Primary acquired Grynfeltt Hernia: two new cases and literature review


COD: 2746_05_03_2018_AOP Categorie: ,

Lorenzo Capasso, Gaetano Romano, Antonio Alderisio, Giuseppe Loiaco, Giuseppe Rocco,
Salvatore Massa and Ferdinando Salzano de Luna

Ann Ital Chir, Digital Edition 2018; 7
Epub Ahead of Print – March 5

La mia nuova descrizione qui!

AIM: We report two cases of the very rare Primary Acquired Grynfeltt Hernia. The related abdominal wall defects were
repaired, by open surgery, placing a partially absorbable plug and mesh.
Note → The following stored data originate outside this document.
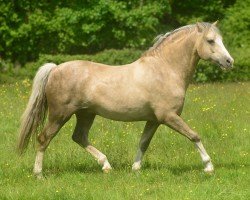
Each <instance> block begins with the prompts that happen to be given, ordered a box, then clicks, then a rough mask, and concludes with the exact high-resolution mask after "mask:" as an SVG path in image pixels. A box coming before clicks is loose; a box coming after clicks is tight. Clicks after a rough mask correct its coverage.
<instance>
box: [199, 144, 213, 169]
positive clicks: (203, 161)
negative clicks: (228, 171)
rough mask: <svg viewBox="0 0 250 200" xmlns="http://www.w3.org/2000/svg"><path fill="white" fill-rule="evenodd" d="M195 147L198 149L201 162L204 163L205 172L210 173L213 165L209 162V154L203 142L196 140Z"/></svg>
mask: <svg viewBox="0 0 250 200" xmlns="http://www.w3.org/2000/svg"><path fill="white" fill-rule="evenodd" d="M196 147H197V149H198V151H199V152H200V155H201V159H202V161H203V163H204V164H205V169H204V171H205V172H208V173H211V172H213V171H214V166H213V164H212V162H211V159H210V156H209V155H208V154H207V152H206V150H205V148H204V146H203V144H202V143H201V142H196Z"/></svg>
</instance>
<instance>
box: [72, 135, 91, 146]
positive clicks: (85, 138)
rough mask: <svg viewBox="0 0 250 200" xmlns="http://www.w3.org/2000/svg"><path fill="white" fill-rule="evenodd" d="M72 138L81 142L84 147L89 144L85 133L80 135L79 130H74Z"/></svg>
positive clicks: (73, 140)
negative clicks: (85, 134) (85, 137)
mask: <svg viewBox="0 0 250 200" xmlns="http://www.w3.org/2000/svg"><path fill="white" fill-rule="evenodd" d="M71 138H72V140H73V141H74V142H75V143H77V144H79V145H80V146H82V147H84V148H85V147H87V146H88V144H89V143H88V139H87V138H85V137H84V135H80V134H78V133H77V132H74V133H73V135H72V137H71Z"/></svg>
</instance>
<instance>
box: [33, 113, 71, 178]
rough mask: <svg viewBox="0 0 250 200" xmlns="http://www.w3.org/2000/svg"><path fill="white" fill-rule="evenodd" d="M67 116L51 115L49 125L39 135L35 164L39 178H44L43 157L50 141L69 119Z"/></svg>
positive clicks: (36, 173) (35, 159)
mask: <svg viewBox="0 0 250 200" xmlns="http://www.w3.org/2000/svg"><path fill="white" fill-rule="evenodd" d="M68 119H69V118H67V120H66V119H65V118H54V117H53V119H52V117H49V120H48V123H47V125H46V126H45V127H44V129H43V130H42V132H41V133H40V134H39V135H38V138H37V140H38V146H37V154H36V159H35V164H34V169H33V173H34V175H35V176H36V177H37V178H43V175H42V166H43V157H44V152H45V150H46V148H47V147H48V145H49V143H50V141H51V140H52V139H53V138H54V137H55V135H56V134H57V133H58V131H59V130H60V128H61V127H62V126H63V125H64V124H65V123H66V121H68Z"/></svg>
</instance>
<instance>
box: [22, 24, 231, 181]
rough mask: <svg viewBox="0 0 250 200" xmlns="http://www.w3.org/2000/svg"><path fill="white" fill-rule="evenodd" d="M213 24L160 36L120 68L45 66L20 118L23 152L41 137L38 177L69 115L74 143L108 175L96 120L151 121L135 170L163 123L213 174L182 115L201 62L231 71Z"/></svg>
mask: <svg viewBox="0 0 250 200" xmlns="http://www.w3.org/2000/svg"><path fill="white" fill-rule="evenodd" d="M216 23H217V22H215V23H212V24H211V23H206V22H200V23H196V24H192V25H187V26H183V27H180V28H178V29H176V30H173V31H171V32H168V33H166V34H164V35H161V36H159V37H158V38H157V41H156V42H155V44H154V45H153V47H151V48H150V49H149V50H148V51H146V52H145V53H144V54H143V55H142V56H141V57H140V58H139V59H138V60H136V61H134V62H133V63H130V64H126V65H121V66H119V67H118V66H110V65H105V64H100V63H95V62H89V61H83V60H74V61H69V62H65V63H62V64H59V65H56V64H53V63H47V64H45V65H43V66H42V67H40V69H39V70H38V72H37V74H36V76H35V78H34V81H33V88H32V93H31V96H30V98H29V101H28V105H27V107H26V110H25V112H24V113H23V115H22V120H21V127H20V131H19V139H18V150H19V152H20V153H23V152H24V150H25V149H26V147H27V145H28V143H29V140H30V138H31V136H35V137H36V138H37V141H38V142H37V153H36V158H35V164H34V170H33V172H34V174H35V176H37V177H38V178H42V177H43V175H42V164H43V158H44V153H45V150H46V148H47V147H48V145H49V143H50V142H51V140H52V139H53V138H54V137H55V135H56V134H57V133H58V131H59V130H60V129H61V128H62V126H63V125H64V124H65V123H66V122H67V121H68V120H69V119H70V118H71V116H72V115H75V116H76V126H75V129H74V132H73V135H72V139H73V141H75V142H76V143H77V144H79V145H80V146H82V147H83V148H85V149H86V150H87V152H89V153H90V154H91V155H92V156H93V157H94V158H95V159H96V160H97V161H98V163H99V164H100V165H101V166H102V170H103V171H104V172H109V170H111V169H112V168H111V165H110V163H109V161H108V159H107V156H106V155H105V154H103V153H102V152H101V151H99V150H98V149H97V148H96V147H94V146H93V145H92V144H91V143H90V142H89V140H88V134H89V130H90V128H91V126H92V124H93V122H94V119H95V116H96V115H99V116H102V117H104V118H108V119H111V120H117V121H126V122H132V121H146V125H145V128H144V131H143V134H142V136H141V139H140V142H139V148H138V151H137V154H136V157H135V161H134V163H133V166H132V169H133V170H135V171H136V170H139V169H140V168H141V163H142V158H143V155H144V154H145V152H146V150H147V148H148V146H149V143H150V141H151V139H152V137H153V135H154V133H155V132H156V130H157V128H158V127H159V125H161V124H163V125H167V126H168V127H170V128H172V129H174V130H175V131H177V132H179V133H180V134H182V135H183V136H185V137H187V138H188V139H189V140H190V141H192V142H193V143H194V144H195V146H196V147H197V149H198V152H199V153H200V156H201V159H202V161H203V163H204V165H205V168H204V171H205V172H207V173H211V172H213V170H214V167H213V164H212V162H211V158H210V156H209V155H208V153H207V152H206V150H205V148H204V146H203V144H202V142H201V138H200V136H199V135H198V133H196V132H195V131H194V130H192V129H191V128H190V127H189V126H188V125H187V124H186V122H185V121H184V120H183V119H182V118H181V116H180V115H181V113H182V109H183V105H184V99H185V94H186V91H187V88H188V85H189V83H190V80H191V78H192V76H193V74H194V71H195V67H196V66H197V64H198V61H199V60H200V59H203V60H209V61H211V62H213V63H216V64H218V65H219V66H220V67H221V68H222V69H224V70H227V69H231V68H232V67H233V62H234V60H233V58H232V57H231V56H230V54H229V53H228V51H227V49H226V48H225V46H224V44H223V42H222V36H221V34H220V32H219V30H218V28H217V27H216ZM47 111H48V112H47ZM46 117H47V120H45V119H46ZM45 121H46V124H45V123H44V122H45ZM39 130H42V131H40V132H39ZM38 132H39V134H38Z"/></svg>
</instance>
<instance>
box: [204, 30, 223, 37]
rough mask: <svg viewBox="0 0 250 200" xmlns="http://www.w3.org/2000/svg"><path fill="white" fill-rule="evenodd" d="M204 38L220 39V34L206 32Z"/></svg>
mask: <svg viewBox="0 0 250 200" xmlns="http://www.w3.org/2000/svg"><path fill="white" fill-rule="evenodd" d="M206 37H208V38H218V37H219V38H221V36H220V34H219V33H217V32H216V31H215V30H213V29H211V30H209V31H208V32H207V34H206Z"/></svg>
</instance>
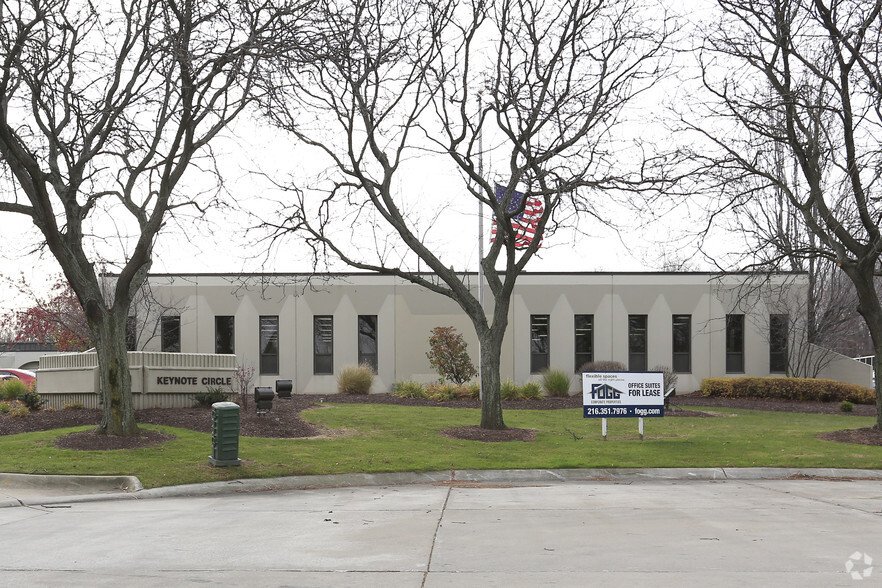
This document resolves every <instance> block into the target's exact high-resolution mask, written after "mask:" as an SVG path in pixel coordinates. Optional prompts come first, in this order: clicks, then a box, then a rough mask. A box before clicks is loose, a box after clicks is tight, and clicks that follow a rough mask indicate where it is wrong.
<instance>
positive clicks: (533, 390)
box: [518, 382, 542, 400]
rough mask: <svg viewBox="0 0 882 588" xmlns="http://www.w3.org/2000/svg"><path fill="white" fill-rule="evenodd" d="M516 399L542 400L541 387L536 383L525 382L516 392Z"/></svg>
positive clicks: (541, 389) (541, 386)
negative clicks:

The observation and management of these two
new cases prompted us to review the literature with the purpose of suggesting the most appropriate surgical approach
and technique.
MATHERIAL OF STUDY: A 60 years old female patient showing a swelling at the left lumbar region, and a 76 years old
male patient showing evidence of a tumefaction located at the right lumbar region, were diagnosed at our department
with Primary Acquired Grynfeltt Hernia.
RESULTS: Postoperative courses were uneventful and the patients were discharged from hospital respectively on the third
and second postoperative day. Follow-up at thirty days, six months, two and three years showed no signs of recurrence.
DISCUSSION: Primary Acquired Grynfeltt Hernia is one of the rarest abdominal hernias. In literature there are no comparative
studies showing which type of surgical approach should be preferred for this specific abdominal wall defect. In
our department, open surgery was successfully performed for the treatment of two new cases of Primary Acquired Grynfeltt
Hernias and, second time in literature, partially absorbable plug and mesh were placed in order to repair the causative
abdominal wall defect.
CONCLUSION: Based on our experience and literature review, we consider open hernia repair with partially absorbable
plug and mesh as an appropriate and advisable surgical approach for not complicated cases of Primary Acquired Grynfeltt
Hernia. Surgery is performed rapidly, effortlessly and securely if the patient is under general anesthesia, in lateral decubitus
position with the operating table flexed at the level of the iliac crest.